10 de agosto: CBF inicia ciclo por liga única do Brasileirão 2027

A CBF marcou o dia 10 de agosto de 2026 para dar o pontapé inicial em uma série de reuniões presenciais com os clubes da Série A e da Série B. O objetivo declarado é construir, passo a passo, a Liga do Futebol do Brasil e definir os regulamentos das duas divisões já para a temporada de 2027.

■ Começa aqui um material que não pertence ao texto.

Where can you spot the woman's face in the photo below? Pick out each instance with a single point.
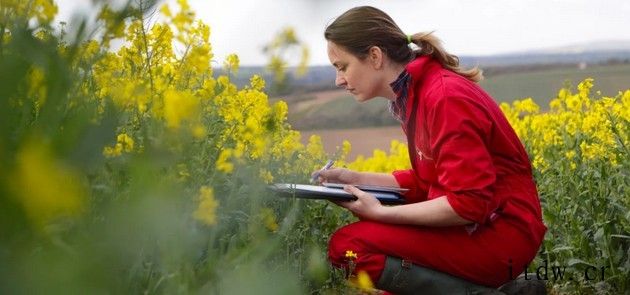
(359, 77)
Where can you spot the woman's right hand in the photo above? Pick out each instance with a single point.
(339, 175)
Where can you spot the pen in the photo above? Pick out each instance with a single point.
(326, 167)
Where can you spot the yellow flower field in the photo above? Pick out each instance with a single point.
(141, 169)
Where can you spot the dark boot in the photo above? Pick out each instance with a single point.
(402, 277)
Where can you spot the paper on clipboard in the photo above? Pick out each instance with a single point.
(306, 191)
(364, 187)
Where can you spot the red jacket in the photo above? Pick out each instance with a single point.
(462, 146)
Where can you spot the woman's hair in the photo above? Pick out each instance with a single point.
(360, 28)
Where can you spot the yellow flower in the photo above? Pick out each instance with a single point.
(231, 63)
(124, 143)
(223, 163)
(363, 281)
(266, 176)
(45, 187)
(178, 106)
(206, 211)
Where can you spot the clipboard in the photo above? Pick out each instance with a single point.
(306, 191)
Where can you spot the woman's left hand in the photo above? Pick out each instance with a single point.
(366, 206)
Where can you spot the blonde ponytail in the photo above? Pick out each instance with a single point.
(430, 45)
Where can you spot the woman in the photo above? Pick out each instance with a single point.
(473, 211)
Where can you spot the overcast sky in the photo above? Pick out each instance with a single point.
(480, 27)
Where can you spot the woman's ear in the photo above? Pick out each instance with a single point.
(376, 55)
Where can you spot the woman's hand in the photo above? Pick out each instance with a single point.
(366, 206)
(338, 175)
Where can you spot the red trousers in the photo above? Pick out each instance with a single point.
(491, 255)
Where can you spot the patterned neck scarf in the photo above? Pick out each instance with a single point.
(400, 86)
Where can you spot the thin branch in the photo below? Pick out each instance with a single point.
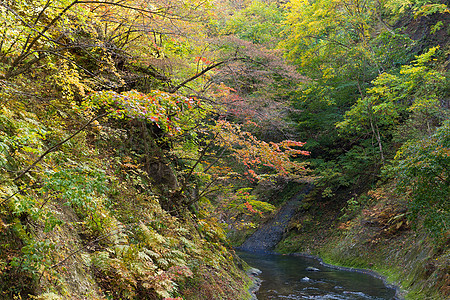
(205, 70)
(51, 149)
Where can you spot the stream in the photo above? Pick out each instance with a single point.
(296, 277)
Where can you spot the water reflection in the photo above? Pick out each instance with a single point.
(292, 277)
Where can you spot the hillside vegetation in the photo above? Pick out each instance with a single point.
(137, 136)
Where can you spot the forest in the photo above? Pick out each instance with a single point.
(141, 141)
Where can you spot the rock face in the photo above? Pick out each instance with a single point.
(270, 233)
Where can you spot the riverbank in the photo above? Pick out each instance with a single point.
(299, 276)
(377, 235)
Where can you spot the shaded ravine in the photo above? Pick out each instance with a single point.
(269, 234)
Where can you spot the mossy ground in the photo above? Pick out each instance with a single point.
(376, 235)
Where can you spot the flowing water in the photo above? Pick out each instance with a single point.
(294, 277)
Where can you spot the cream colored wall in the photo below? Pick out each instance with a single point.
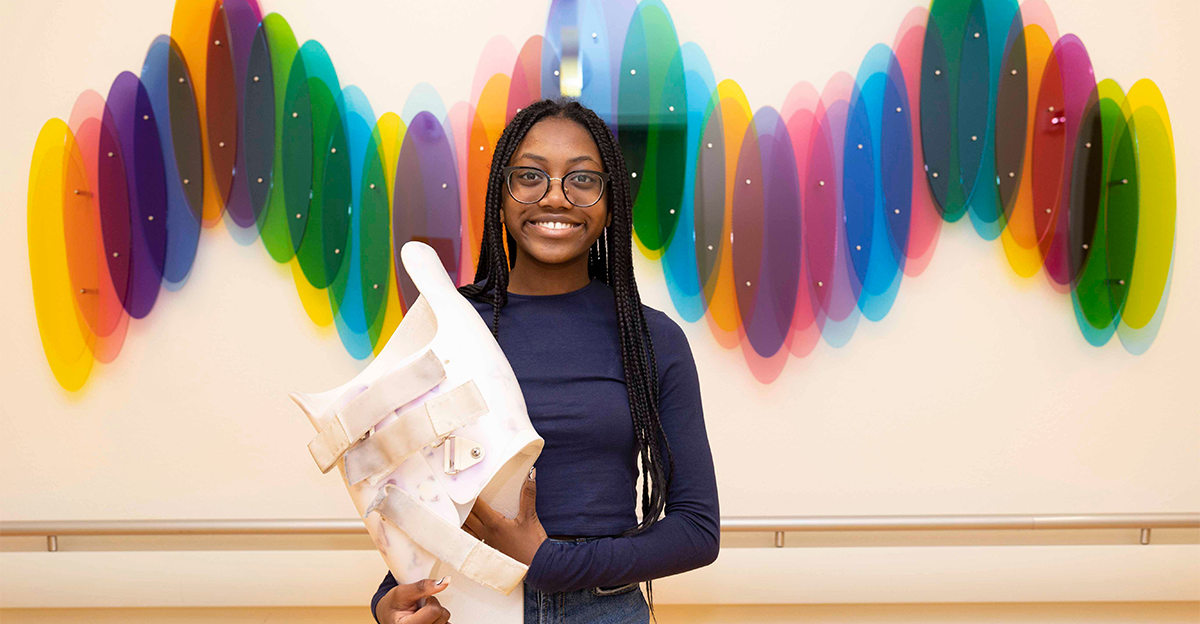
(975, 395)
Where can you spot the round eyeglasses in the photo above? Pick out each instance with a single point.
(581, 187)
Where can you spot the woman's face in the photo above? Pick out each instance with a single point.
(552, 231)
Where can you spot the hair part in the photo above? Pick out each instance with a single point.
(611, 261)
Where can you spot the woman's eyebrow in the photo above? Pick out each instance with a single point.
(545, 160)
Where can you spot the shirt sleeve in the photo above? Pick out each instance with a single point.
(688, 537)
(389, 582)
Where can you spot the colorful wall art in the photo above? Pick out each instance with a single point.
(777, 226)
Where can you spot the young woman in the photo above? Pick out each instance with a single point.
(610, 384)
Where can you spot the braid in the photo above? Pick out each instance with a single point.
(611, 261)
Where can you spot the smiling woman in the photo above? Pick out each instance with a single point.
(610, 384)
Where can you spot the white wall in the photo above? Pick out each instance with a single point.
(975, 395)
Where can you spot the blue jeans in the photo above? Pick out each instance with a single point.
(610, 605)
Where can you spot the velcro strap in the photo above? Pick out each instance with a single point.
(454, 546)
(384, 396)
(412, 431)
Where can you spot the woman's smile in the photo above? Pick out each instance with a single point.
(553, 227)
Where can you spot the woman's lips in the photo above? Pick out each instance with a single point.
(551, 229)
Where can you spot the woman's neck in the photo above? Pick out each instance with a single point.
(532, 277)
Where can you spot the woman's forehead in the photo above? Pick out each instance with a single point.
(557, 141)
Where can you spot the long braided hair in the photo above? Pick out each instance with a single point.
(611, 261)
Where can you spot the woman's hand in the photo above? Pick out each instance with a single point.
(517, 538)
(413, 604)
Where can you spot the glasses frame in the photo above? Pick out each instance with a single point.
(508, 175)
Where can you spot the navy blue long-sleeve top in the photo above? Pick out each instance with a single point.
(565, 353)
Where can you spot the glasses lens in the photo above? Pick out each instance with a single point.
(527, 185)
(583, 187)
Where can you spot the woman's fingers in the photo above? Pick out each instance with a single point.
(529, 499)
(473, 526)
(412, 593)
(431, 613)
(486, 515)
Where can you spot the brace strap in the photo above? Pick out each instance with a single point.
(415, 429)
(382, 397)
(454, 546)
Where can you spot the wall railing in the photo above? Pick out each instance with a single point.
(777, 525)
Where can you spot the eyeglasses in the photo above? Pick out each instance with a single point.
(581, 187)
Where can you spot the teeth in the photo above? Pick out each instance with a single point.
(553, 225)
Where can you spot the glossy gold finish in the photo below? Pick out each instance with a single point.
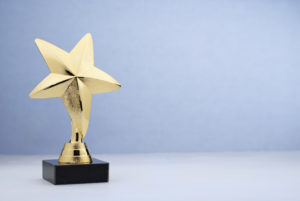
(74, 78)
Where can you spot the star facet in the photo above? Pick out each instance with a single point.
(74, 78)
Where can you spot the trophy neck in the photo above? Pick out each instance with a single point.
(75, 153)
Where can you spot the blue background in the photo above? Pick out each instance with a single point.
(196, 75)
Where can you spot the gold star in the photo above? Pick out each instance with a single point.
(74, 78)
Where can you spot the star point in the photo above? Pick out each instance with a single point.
(74, 78)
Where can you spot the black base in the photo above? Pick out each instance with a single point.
(74, 174)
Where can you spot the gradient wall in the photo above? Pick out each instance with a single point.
(196, 75)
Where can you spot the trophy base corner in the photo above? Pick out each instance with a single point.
(55, 173)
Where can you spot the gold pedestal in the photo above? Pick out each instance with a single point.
(75, 153)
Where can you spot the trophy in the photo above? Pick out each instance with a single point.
(74, 78)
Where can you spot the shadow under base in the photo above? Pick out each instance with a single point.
(97, 171)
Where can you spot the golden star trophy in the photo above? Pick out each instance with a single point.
(74, 78)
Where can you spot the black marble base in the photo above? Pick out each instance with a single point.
(74, 174)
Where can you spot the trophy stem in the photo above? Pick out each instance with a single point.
(75, 152)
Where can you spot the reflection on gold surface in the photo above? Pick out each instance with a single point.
(74, 78)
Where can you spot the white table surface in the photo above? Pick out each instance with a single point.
(243, 176)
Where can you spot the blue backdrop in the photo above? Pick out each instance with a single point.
(196, 75)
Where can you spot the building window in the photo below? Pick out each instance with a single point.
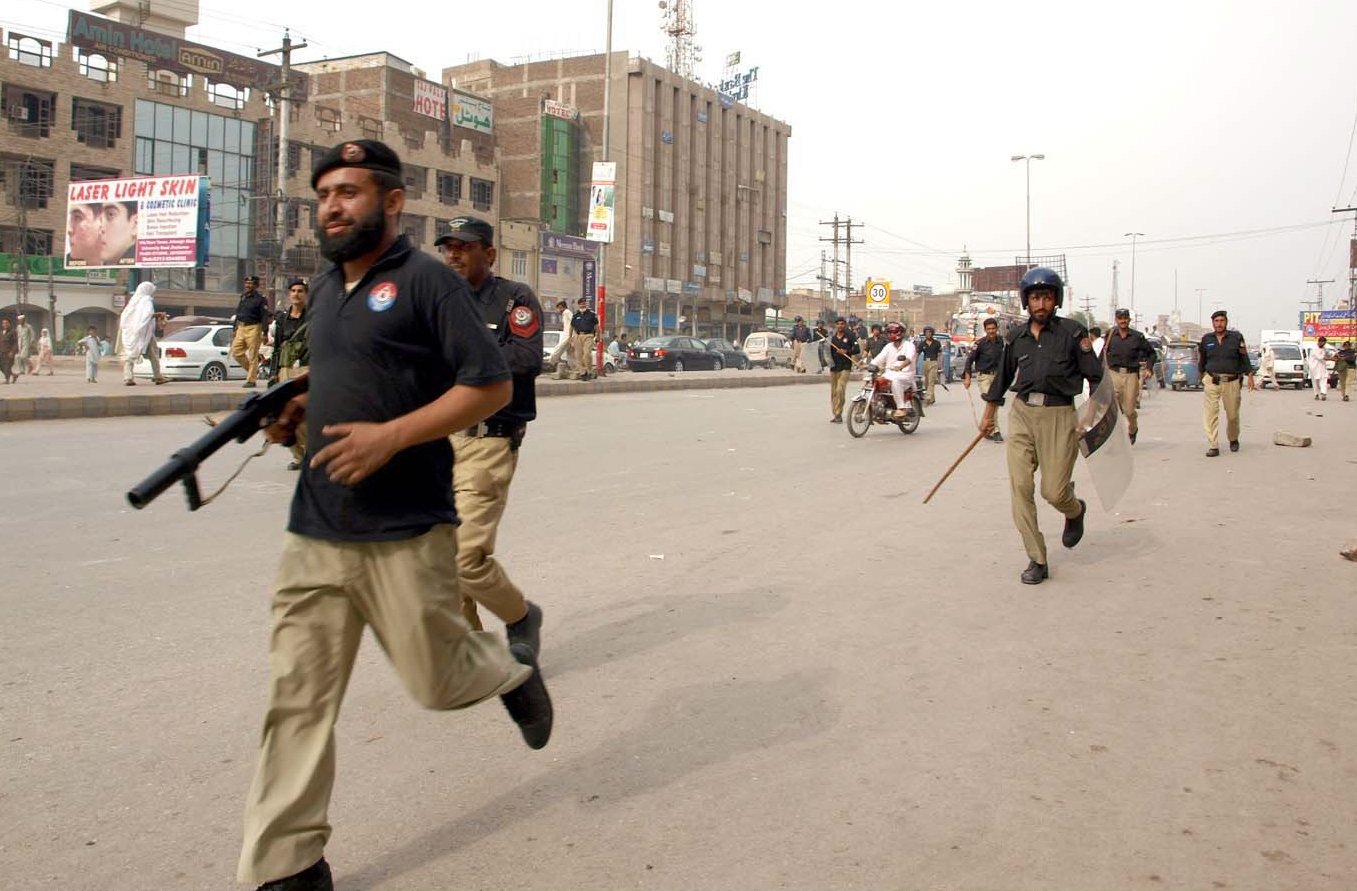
(31, 242)
(95, 67)
(329, 118)
(97, 125)
(168, 83)
(30, 50)
(414, 179)
(82, 172)
(449, 187)
(227, 96)
(482, 193)
(414, 225)
(29, 179)
(29, 111)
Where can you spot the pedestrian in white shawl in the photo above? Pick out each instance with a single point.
(137, 332)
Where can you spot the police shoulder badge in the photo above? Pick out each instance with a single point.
(523, 322)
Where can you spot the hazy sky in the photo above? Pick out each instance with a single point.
(1220, 129)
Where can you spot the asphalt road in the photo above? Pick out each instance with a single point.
(774, 667)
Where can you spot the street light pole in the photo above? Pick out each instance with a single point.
(1133, 236)
(1029, 159)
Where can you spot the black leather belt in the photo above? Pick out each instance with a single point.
(1045, 399)
(491, 429)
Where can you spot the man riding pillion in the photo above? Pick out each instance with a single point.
(1045, 364)
(897, 360)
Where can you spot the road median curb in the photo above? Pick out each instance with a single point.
(201, 403)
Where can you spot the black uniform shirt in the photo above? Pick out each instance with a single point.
(1056, 365)
(1227, 355)
(513, 318)
(985, 357)
(848, 343)
(399, 339)
(251, 309)
(1129, 351)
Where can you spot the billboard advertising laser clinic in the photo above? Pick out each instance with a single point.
(148, 223)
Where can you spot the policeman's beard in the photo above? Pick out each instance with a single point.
(362, 238)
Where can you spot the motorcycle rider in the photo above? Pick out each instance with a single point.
(897, 360)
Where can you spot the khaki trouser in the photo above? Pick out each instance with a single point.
(930, 380)
(837, 391)
(1041, 437)
(326, 593)
(984, 380)
(299, 448)
(482, 471)
(584, 347)
(244, 349)
(1227, 393)
(1126, 387)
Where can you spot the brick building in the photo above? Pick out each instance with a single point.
(72, 114)
(702, 187)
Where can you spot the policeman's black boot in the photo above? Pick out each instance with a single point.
(314, 878)
(1034, 574)
(529, 705)
(1075, 526)
(527, 629)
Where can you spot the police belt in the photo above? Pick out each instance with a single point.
(495, 429)
(1048, 400)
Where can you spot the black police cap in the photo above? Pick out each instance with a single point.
(367, 153)
(468, 229)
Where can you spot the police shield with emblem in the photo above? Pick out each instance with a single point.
(1105, 444)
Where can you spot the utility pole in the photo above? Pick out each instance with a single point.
(280, 223)
(1319, 301)
(848, 240)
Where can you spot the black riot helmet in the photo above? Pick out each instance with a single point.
(1042, 278)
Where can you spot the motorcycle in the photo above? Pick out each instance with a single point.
(877, 404)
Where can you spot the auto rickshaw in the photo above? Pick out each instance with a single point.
(1181, 366)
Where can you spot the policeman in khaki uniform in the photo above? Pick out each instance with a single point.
(486, 456)
(1045, 364)
(1131, 358)
(1223, 360)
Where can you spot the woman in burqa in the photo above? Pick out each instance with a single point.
(136, 327)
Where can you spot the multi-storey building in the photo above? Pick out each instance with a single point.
(700, 233)
(71, 114)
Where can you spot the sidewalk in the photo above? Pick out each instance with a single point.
(68, 395)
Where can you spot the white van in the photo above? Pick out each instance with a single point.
(768, 349)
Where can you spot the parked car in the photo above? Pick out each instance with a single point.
(672, 353)
(197, 353)
(768, 349)
(730, 354)
(1288, 364)
(550, 339)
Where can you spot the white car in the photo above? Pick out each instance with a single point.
(197, 353)
(550, 339)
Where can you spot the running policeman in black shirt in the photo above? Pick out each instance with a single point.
(399, 361)
(1223, 360)
(984, 361)
(1045, 364)
(486, 454)
(1131, 358)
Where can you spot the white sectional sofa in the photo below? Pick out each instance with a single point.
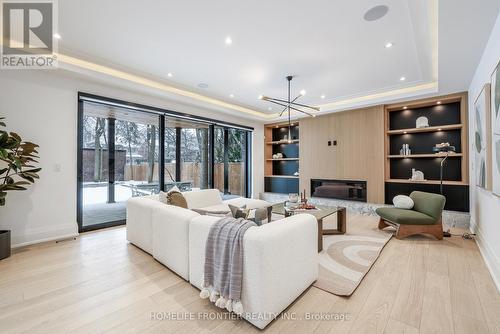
(274, 274)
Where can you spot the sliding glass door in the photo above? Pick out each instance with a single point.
(127, 150)
(119, 160)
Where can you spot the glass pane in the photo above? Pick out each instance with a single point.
(95, 169)
(194, 156)
(136, 154)
(170, 158)
(219, 159)
(135, 160)
(237, 143)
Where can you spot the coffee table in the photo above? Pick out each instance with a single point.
(320, 214)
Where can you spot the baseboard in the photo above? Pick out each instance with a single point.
(489, 257)
(44, 234)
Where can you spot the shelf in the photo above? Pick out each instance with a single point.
(279, 142)
(427, 129)
(284, 159)
(432, 155)
(426, 182)
(283, 176)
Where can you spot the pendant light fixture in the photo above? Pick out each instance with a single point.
(290, 104)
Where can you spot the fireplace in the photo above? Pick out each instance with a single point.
(339, 189)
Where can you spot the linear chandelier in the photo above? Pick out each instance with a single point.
(290, 105)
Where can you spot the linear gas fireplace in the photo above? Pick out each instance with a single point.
(339, 189)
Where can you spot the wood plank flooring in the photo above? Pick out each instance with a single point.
(100, 283)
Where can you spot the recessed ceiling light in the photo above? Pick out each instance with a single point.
(376, 13)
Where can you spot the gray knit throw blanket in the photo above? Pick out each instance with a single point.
(223, 272)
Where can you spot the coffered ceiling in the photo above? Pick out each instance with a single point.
(225, 53)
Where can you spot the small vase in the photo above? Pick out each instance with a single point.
(4, 244)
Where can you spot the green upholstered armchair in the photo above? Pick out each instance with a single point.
(424, 218)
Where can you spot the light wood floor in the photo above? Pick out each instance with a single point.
(100, 283)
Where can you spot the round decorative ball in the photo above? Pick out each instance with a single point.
(403, 202)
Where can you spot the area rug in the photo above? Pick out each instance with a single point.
(346, 259)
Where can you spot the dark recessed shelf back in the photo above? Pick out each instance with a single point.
(447, 117)
(444, 114)
(422, 143)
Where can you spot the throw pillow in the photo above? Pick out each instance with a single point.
(204, 212)
(237, 212)
(259, 216)
(176, 198)
(162, 196)
(403, 202)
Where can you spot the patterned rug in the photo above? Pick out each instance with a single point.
(346, 259)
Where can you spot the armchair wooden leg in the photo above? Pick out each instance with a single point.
(382, 224)
(435, 230)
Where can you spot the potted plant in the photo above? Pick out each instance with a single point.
(17, 170)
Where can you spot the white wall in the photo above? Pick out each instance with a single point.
(42, 107)
(485, 207)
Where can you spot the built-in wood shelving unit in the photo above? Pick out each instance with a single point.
(427, 129)
(281, 142)
(425, 182)
(279, 172)
(433, 155)
(447, 117)
(283, 159)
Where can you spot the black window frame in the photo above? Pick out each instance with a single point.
(163, 114)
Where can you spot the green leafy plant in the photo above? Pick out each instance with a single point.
(17, 162)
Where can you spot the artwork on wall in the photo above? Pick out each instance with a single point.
(495, 127)
(482, 139)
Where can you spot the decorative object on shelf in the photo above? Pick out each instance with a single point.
(440, 145)
(293, 197)
(482, 139)
(403, 202)
(19, 159)
(289, 105)
(495, 121)
(422, 122)
(405, 150)
(416, 175)
(443, 148)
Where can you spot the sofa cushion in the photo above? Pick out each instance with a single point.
(250, 203)
(217, 207)
(405, 217)
(177, 199)
(202, 198)
(428, 203)
(162, 196)
(214, 213)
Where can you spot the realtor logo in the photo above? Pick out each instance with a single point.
(28, 34)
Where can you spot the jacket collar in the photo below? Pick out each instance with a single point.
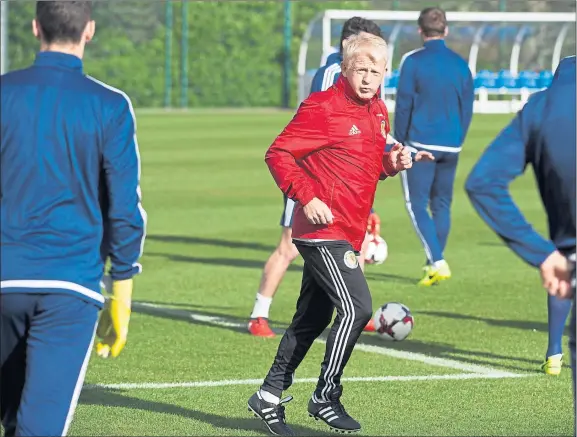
(58, 59)
(435, 44)
(565, 72)
(343, 85)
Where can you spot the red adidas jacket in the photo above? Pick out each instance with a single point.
(333, 149)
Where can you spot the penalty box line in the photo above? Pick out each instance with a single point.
(257, 382)
(220, 321)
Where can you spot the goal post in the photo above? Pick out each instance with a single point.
(544, 38)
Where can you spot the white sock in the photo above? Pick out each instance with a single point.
(269, 397)
(439, 264)
(261, 306)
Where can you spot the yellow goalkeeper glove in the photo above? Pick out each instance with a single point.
(113, 323)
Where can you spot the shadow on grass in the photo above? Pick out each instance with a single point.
(211, 242)
(434, 349)
(119, 398)
(518, 324)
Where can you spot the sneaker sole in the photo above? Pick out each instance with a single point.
(255, 414)
(332, 428)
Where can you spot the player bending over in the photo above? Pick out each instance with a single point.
(286, 252)
(434, 110)
(333, 177)
(69, 161)
(543, 136)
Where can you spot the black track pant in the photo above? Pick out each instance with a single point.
(331, 279)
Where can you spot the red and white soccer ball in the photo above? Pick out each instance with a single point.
(377, 250)
(393, 321)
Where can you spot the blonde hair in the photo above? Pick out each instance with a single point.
(364, 44)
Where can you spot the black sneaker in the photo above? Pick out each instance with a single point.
(333, 413)
(271, 414)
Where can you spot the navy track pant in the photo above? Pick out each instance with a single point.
(46, 340)
(428, 186)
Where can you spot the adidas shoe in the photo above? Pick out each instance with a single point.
(553, 365)
(271, 414)
(436, 273)
(259, 327)
(333, 413)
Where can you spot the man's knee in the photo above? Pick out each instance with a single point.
(364, 313)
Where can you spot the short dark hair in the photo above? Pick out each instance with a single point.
(63, 21)
(356, 25)
(432, 22)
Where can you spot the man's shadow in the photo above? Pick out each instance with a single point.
(211, 242)
(518, 324)
(237, 324)
(256, 264)
(118, 398)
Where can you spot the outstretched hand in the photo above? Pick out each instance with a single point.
(556, 276)
(317, 212)
(400, 157)
(424, 156)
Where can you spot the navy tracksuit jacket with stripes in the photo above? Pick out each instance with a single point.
(542, 135)
(70, 198)
(433, 111)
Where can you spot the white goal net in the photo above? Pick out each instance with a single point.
(511, 54)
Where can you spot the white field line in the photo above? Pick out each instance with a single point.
(257, 382)
(382, 350)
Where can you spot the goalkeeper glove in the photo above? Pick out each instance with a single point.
(374, 224)
(113, 323)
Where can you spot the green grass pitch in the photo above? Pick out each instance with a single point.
(470, 366)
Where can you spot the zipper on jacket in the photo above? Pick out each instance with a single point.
(372, 124)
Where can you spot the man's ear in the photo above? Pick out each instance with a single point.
(344, 69)
(89, 31)
(36, 30)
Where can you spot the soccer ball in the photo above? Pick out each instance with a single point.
(393, 321)
(377, 250)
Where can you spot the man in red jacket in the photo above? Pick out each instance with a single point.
(329, 159)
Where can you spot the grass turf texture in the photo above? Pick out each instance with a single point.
(213, 219)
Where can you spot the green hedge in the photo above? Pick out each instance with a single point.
(235, 48)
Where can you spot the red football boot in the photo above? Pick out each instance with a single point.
(259, 328)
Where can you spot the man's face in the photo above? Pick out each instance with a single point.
(365, 75)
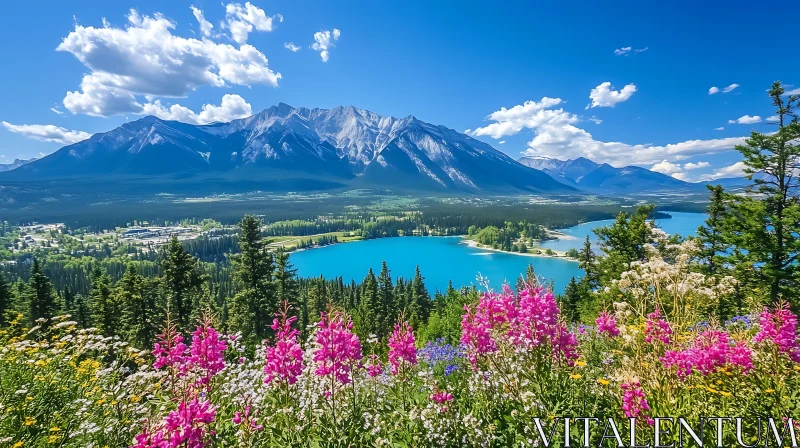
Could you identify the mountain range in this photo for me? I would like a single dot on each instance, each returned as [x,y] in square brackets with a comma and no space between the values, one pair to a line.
[344,146]
[14,165]
[292,149]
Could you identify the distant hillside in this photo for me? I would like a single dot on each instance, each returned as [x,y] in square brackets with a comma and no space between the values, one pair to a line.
[283,145]
[15,164]
[592,177]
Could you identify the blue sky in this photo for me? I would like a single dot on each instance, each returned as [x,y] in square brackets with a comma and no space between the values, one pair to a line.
[98,65]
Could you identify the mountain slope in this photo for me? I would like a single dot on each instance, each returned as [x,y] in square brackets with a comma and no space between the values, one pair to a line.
[352,146]
[589,176]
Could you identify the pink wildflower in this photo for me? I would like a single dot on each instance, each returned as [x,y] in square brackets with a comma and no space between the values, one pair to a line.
[607,324]
[169,350]
[634,403]
[187,425]
[656,328]
[374,367]
[207,350]
[339,347]
[284,360]
[401,347]
[780,328]
[250,420]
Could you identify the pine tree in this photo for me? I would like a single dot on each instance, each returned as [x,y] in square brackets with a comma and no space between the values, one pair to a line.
[182,282]
[137,297]
[712,235]
[767,219]
[286,288]
[104,306]
[388,312]
[420,298]
[369,307]
[587,260]
[571,299]
[40,296]
[5,299]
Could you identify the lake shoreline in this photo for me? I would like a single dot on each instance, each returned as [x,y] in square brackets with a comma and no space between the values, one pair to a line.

O primeiro encontro vai tratar de arbitragem e das novas recomendações da IFAB, incluindo a polêmica regra que ficou conhecida como “Lei Vini Jr.”. Ela prevê expulsão para jogador que cobre a boca de forma provocativa ou depreciativa. A Conmebol e a Uefa já deixaram claro que não vão adotar a medida em seus torneios, o que aumenta a pressão sobre a CBF para decidir se o Brasil seguirá caminho próprio ou não.
O calendário de encontros segue até dezembro: em setembro entra a organização geral da competição, em outubro o licenciamento e a infraestrutura dos estádios, em novembro a operação das partidas e, por fim, em dezembro, governança, fiscalização e integridade. A meta é registrar o estatuto da futura liga única ainda neste ano.
O cenário atual continua fragmentado. De um lado está a Libra, de outro a Liga Forte União. As duas entidades brigam por modelo de governança e divisão de receitas desde que o projeto de liga única ganhou força. A CBF tenta mediar o diálogo sem repetir os impasses que já atrasaram outras tentativas de reforma no futebol brasileiro.
Em abril de 2026, a entidade já havia reunido representantes dos clubes no Rio para abrir o debate. Naquela ocasião, ficaram listadas as áreas que precisam de ajuste: calendário apertado, tempo de bola rolando baixo, estádios defasados, contratos de transmissão desiguais e saúde financeira frágil de boa parte dos times. Agora, as reuniões mensais servem para transformar esses diagnósticos em regras concretas.

O licenciamento de clubes e a vistoria de estádios ganham peso especial. A CBF quer padrões mais próximos dos exigidos em competições internacionais, com reformas que começariam em 2027 e poderiam se estender até 2029. Clubes que não atenderem aos critérios correm risco de ficar de fora da elite ou de perder pontos na tabela.
A discussão sobre arbitragem, que abre o ciclo, é estratégica. Além da “Lei Vini Jr.”, os clubes vão avaliar se aplicam imediatamente as atualizações da Regra 12 da IFAB. O tema é sensível porque decisões de campo influenciam diretamente a briga por G4, Z4 e vagas em Libertadores e Sul-Americana.
Com a temporada de 2026 ainda em andamento, a pressa da CBF tem explicação prática: é preciso definir o regulamento de 2027 antes que os clubes fechem orçamentos e montem elencos. Uma liga única bem estruturada pode trazer calendário mais racional, menos jogos em datas ruins e maior poder de negociação coletiva com patrocinadores e emissoras.
O sucesso do projeto depende de os dois blocos — Libra e Liga Forte União — aceitarem sentar à mesa e ceder em pontos que até hoje travaram avanços. Se o estatuto for aprovado até dezembro, o futebol brasileiro terá, pela primeira vez em décadas, uma estrutura unificada para decidir seu próprio futuro sem depender apenas de decisões pontuais da CBF.